Through their lobbyists, front groups, economic shills, media hacks, and unscrupulous politicians, these high finance executives have a strangle hold on US economic policies.  They have choked off public investment and have claimed that "America is broke!”, saying spending is the cause.  So we must never cut their piles of income, but we should instead cut Food Stamps, unemployment insurance (which working people already pay for), job training programs, then de-rail and defund Obamacare, and cut Social Security and Medicare.

Even the high priest of the GOP, Mr. George Will, recently declared, where else, but on Fox News, where he declared victory over the conservatives taking over the DC conversation on cutting public spending.  Will stated, We are now talking entirely on Republican terms, in Republican vocabulary.  No taxes, but how much the spending is going to be cut?  The federal workforce being cut….”

And Mr. Will is correct.  But this Republican approach is totally against the basic essence of our American Culture , as are the following issues

·       In the “Richest nation on earth”, we should have the best public education system.  It is instead the worst of the wealthiest nations.

·       Obamacare should not be defunded, but it should instead be changed to, “Medicare for all”.

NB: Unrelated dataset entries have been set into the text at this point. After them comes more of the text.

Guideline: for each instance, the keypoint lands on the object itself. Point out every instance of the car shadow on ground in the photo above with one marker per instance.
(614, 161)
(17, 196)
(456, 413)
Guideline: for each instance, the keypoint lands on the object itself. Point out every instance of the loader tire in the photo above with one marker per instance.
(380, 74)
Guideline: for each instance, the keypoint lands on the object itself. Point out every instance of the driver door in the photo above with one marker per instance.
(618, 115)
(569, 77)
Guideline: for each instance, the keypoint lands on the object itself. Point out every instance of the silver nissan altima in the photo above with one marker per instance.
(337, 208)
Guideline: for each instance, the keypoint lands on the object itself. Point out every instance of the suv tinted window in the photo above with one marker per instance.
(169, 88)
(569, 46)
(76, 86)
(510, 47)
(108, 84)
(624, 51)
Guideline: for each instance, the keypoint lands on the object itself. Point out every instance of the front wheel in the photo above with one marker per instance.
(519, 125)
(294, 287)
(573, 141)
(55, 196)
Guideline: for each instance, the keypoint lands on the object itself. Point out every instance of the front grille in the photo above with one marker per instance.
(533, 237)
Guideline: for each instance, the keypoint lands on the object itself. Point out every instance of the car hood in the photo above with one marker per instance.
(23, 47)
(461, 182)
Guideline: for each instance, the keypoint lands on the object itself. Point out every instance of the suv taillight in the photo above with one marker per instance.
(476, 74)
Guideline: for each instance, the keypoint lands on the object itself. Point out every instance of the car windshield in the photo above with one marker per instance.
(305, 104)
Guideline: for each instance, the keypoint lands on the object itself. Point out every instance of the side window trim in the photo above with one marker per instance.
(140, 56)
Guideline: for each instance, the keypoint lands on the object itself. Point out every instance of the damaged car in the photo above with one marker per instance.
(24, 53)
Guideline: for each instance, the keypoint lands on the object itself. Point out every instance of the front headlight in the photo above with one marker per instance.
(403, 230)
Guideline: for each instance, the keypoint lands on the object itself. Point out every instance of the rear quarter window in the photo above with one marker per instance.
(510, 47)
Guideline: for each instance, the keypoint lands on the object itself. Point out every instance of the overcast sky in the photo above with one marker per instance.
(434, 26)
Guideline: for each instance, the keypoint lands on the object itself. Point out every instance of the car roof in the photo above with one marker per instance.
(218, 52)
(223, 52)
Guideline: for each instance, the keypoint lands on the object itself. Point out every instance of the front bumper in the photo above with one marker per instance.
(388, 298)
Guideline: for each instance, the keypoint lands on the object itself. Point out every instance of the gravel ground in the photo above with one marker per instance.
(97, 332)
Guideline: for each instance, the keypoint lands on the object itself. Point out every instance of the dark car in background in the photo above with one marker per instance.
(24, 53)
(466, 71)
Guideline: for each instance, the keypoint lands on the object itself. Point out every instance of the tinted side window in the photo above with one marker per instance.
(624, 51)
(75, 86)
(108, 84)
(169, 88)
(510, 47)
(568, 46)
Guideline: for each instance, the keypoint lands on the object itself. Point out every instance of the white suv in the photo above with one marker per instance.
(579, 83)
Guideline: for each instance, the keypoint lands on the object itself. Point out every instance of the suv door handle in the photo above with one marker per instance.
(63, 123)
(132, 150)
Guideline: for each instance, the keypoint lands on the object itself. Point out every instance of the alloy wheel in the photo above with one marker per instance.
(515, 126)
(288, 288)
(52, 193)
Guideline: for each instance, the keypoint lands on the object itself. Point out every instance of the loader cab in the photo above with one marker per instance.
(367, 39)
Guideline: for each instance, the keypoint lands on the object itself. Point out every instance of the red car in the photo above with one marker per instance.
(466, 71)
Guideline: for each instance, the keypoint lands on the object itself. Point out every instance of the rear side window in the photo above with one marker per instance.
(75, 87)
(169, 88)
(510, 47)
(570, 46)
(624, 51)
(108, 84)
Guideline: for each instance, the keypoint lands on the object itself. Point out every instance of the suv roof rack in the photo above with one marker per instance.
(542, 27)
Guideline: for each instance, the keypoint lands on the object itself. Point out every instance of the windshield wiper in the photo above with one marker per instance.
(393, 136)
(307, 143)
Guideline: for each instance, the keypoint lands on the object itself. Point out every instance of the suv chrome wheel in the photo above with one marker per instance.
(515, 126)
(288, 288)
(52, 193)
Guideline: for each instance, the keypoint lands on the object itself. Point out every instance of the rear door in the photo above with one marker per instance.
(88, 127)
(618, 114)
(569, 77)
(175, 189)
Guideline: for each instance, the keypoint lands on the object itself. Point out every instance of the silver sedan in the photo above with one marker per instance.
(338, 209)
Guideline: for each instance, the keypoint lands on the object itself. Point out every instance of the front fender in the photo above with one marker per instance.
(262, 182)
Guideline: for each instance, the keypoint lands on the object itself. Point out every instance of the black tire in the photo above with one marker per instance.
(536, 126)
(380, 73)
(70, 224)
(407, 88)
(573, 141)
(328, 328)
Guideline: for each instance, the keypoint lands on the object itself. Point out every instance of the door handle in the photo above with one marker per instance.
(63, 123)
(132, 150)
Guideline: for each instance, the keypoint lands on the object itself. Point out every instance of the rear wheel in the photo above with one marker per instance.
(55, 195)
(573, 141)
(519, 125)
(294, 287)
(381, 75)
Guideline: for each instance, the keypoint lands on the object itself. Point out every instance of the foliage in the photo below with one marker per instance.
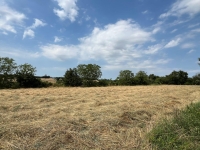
(7, 71)
(182, 132)
(177, 77)
(126, 77)
(71, 78)
(152, 78)
(196, 79)
(26, 79)
(141, 78)
(89, 72)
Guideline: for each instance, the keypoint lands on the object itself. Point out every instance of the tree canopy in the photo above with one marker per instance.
(126, 77)
(89, 72)
(71, 78)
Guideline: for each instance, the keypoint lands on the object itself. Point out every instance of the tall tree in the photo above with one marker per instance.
(71, 78)
(26, 76)
(141, 78)
(89, 73)
(126, 77)
(7, 71)
(177, 77)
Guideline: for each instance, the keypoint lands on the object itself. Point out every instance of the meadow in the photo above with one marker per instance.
(59, 118)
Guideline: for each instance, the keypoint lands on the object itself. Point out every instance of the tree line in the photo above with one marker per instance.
(23, 76)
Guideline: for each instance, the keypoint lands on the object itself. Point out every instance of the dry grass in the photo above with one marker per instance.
(87, 118)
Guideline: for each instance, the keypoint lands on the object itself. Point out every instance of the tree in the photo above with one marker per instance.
(196, 79)
(152, 78)
(7, 71)
(126, 77)
(141, 78)
(89, 73)
(71, 78)
(177, 77)
(26, 76)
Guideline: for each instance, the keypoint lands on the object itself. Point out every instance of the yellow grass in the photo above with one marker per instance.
(87, 118)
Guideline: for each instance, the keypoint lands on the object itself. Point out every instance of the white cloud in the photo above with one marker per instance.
(193, 25)
(196, 30)
(153, 49)
(156, 30)
(37, 23)
(87, 18)
(191, 51)
(10, 18)
(29, 30)
(57, 39)
(173, 31)
(115, 43)
(145, 12)
(5, 33)
(69, 9)
(173, 43)
(181, 7)
(187, 45)
(58, 52)
(5, 51)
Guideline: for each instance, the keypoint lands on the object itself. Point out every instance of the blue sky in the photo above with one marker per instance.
(155, 36)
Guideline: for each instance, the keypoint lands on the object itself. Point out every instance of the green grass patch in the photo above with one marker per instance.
(182, 132)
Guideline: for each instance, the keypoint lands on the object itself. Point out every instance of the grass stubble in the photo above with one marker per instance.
(87, 118)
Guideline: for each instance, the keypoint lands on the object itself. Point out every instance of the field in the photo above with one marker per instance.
(87, 118)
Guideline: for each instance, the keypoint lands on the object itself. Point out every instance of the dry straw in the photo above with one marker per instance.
(87, 118)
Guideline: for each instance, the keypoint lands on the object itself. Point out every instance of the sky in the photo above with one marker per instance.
(154, 36)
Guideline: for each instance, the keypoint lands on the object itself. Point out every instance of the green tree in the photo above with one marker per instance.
(71, 78)
(126, 77)
(177, 77)
(152, 78)
(89, 73)
(26, 76)
(141, 78)
(7, 71)
(196, 79)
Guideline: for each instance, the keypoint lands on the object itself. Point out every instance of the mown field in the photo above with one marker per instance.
(87, 118)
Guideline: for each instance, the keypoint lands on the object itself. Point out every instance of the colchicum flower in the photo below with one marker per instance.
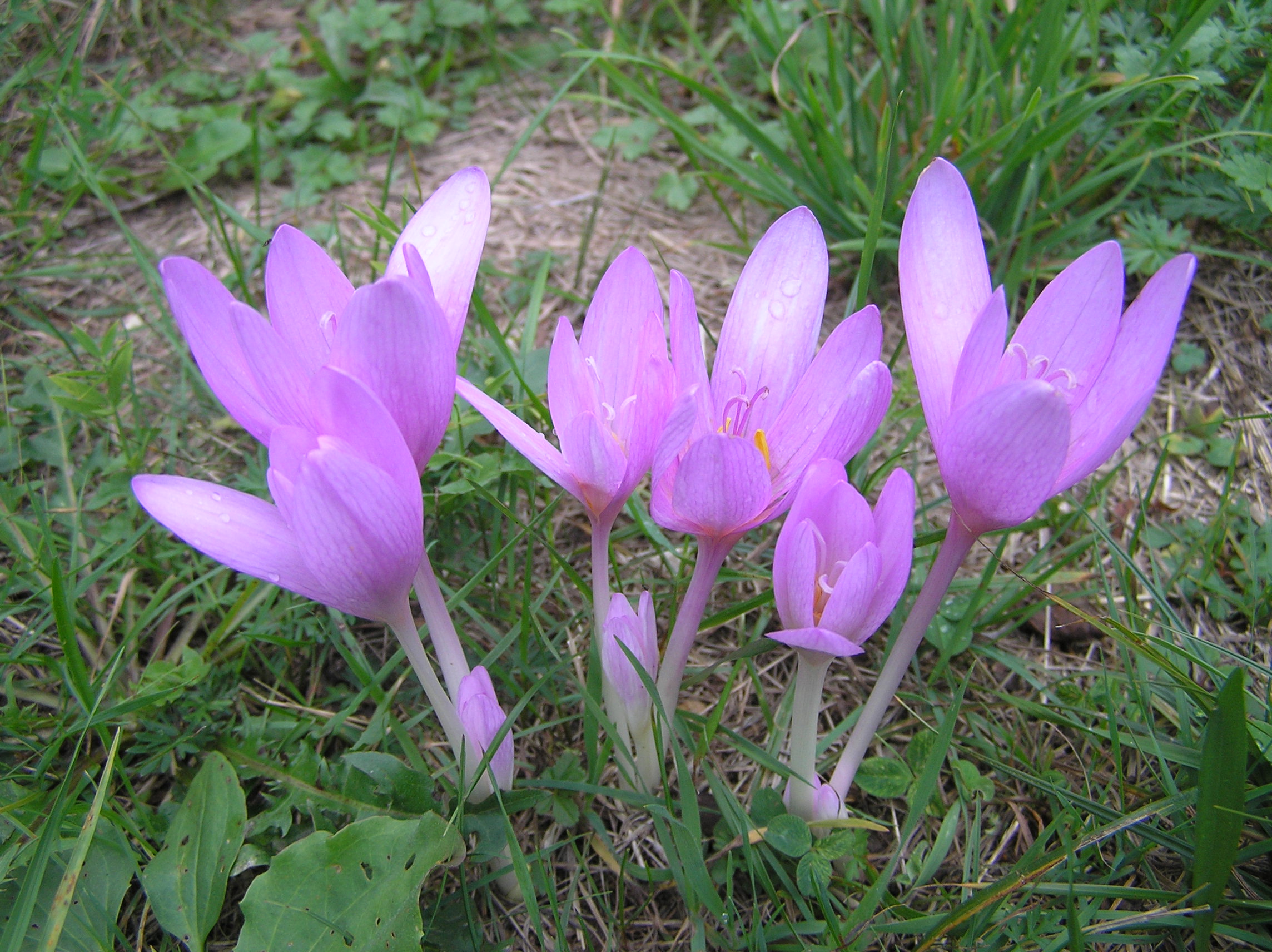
(399, 336)
(347, 523)
(608, 394)
(1012, 427)
(838, 571)
(736, 444)
(483, 718)
(631, 706)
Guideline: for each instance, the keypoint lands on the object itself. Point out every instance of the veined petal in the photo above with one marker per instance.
(280, 378)
(722, 485)
(796, 571)
(449, 231)
(359, 534)
(774, 320)
(232, 527)
(573, 386)
(303, 289)
(1072, 324)
(1004, 452)
(345, 409)
(616, 333)
(844, 519)
(595, 460)
(201, 309)
(1129, 380)
(528, 442)
(849, 605)
(817, 641)
(944, 283)
(819, 395)
(895, 535)
(691, 366)
(982, 351)
(396, 341)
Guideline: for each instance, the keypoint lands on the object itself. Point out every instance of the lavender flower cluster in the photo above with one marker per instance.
(351, 393)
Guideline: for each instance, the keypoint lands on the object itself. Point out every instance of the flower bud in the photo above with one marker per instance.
(483, 718)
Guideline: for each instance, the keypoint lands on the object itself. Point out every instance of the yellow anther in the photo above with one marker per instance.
(762, 446)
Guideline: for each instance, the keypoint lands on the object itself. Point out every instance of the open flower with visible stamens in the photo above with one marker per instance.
(737, 443)
(1014, 427)
(399, 335)
(608, 394)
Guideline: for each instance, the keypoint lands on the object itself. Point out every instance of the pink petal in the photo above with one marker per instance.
(796, 571)
(572, 384)
(1072, 323)
(396, 341)
(1125, 387)
(624, 328)
(691, 366)
(774, 320)
(1004, 452)
(201, 309)
(844, 519)
(982, 353)
(481, 716)
(280, 378)
(528, 442)
(360, 535)
(347, 411)
(817, 641)
(854, 589)
(232, 527)
(595, 460)
(449, 231)
(895, 535)
(303, 289)
(722, 485)
(944, 283)
(819, 395)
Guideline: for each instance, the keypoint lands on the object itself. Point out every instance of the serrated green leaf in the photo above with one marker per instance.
(789, 834)
(186, 881)
(356, 889)
(883, 777)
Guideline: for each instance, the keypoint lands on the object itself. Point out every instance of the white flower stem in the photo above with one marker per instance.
(809, 679)
(958, 543)
(442, 629)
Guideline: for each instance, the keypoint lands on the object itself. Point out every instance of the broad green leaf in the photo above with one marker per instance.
(358, 889)
(186, 881)
(789, 834)
(1220, 800)
(883, 777)
(103, 880)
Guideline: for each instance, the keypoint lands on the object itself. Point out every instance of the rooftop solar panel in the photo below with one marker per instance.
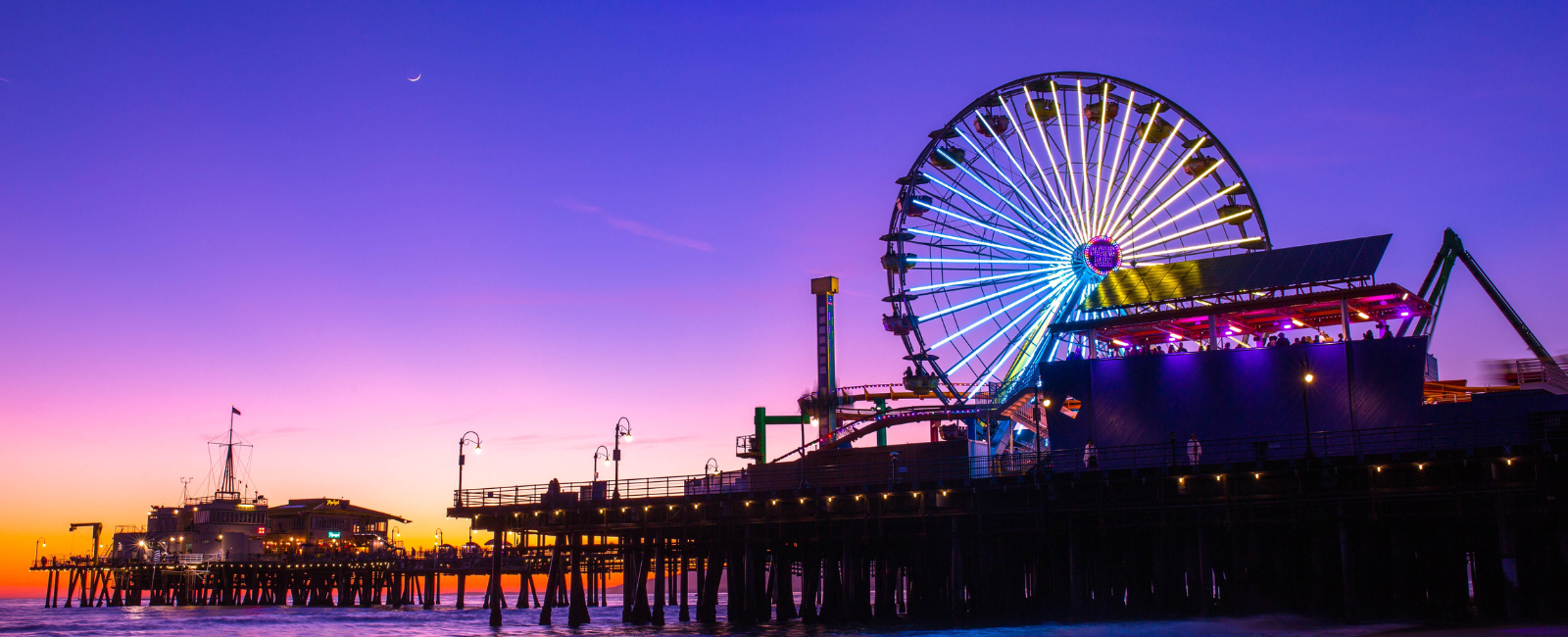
(1270, 269)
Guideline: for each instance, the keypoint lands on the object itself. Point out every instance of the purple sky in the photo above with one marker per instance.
(590, 211)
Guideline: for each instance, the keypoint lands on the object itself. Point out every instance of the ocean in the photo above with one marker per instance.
(27, 616)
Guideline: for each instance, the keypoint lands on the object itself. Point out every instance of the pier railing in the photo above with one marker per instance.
(1358, 446)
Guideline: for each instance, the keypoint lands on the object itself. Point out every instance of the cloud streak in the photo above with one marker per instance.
(642, 229)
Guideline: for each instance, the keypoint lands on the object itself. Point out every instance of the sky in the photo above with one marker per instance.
(590, 211)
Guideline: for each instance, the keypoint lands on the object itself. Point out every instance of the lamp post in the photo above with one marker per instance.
(623, 428)
(1306, 416)
(467, 438)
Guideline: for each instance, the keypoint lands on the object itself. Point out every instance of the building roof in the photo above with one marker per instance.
(1264, 270)
(333, 506)
(1256, 316)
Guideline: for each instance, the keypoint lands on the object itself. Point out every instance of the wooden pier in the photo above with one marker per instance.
(1435, 522)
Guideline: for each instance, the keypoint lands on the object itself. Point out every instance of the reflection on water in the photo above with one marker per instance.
(30, 616)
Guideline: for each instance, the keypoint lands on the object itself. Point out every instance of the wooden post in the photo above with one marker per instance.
(659, 582)
(553, 576)
(686, 615)
(577, 613)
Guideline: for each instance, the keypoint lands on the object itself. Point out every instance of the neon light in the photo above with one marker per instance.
(1048, 196)
(1149, 169)
(974, 221)
(1196, 180)
(1189, 231)
(1062, 188)
(979, 242)
(1201, 247)
(990, 372)
(974, 302)
(987, 157)
(1121, 143)
(1223, 192)
(987, 344)
(995, 314)
(979, 223)
(968, 281)
(1152, 193)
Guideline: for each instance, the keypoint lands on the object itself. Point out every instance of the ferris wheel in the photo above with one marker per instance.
(1027, 200)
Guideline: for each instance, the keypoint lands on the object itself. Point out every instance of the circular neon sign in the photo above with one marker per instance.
(1102, 255)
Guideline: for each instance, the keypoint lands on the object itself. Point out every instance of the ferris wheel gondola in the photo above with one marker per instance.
(1034, 193)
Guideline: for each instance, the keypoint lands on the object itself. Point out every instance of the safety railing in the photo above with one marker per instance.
(1490, 436)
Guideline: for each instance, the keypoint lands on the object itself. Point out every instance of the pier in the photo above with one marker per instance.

·       The US needs to rebuild out technical supremacy as it was when we first went to the moon.

·       Our public parks should be the prize of our nation instead of firing the park rangers and the locking of the entry gates.

·       Minimum wages should be increased and work / job skill education increased to get the US back to full employment.

·       Stop the GOP’s disgusting efforts for keeping people from voting and we need to stop the corporate control of the US economy.

The reality is that all the financial power in America is with the banks and Wall Street.  This is why and where we need to get a Financial Transaction Tax (FTT) for all that goes on with the Wall Street transactions.  Just as in many states we pay a tax whenever we buy a pair of jeans, a cup of coffee or a package of toilet paper, the banks and Wall Street should pay a tax on any bank or trader’s transaction. 

This idea is also currently blessed by the likes of Bill Gates, Occupy Wall Street and now even Pope Francis and the Vatican.

It’s being called the “Robin Hood Tax” and is being led by the National Nurses United, National People’s Action, Health Gap and Progressive Democrats of America.  They and 150 other organizations are backing the “Inclusive Prosperity Act (IPA)”.  This would propose a 0.5% tax on all stock transactions.  This would put $300-$350 billion into the US national coffers where today there is nothing for these stock transactions.  So, you should now ask, “If I have to pay X.XX% tax when I buy a bicycle for my son, why shouldn’t the stock brokers pay 50 cents for every $100 in stock trades?”

As was recently stated by the editor of the “Hightower Lowdown Newsletter”, Jim Hightower.

The new conversation should be, ‘Look under that rock.  There’s the money we need to invest in [the American] people.  Let’s get America moving again.”

I don’t think I could have said it any better.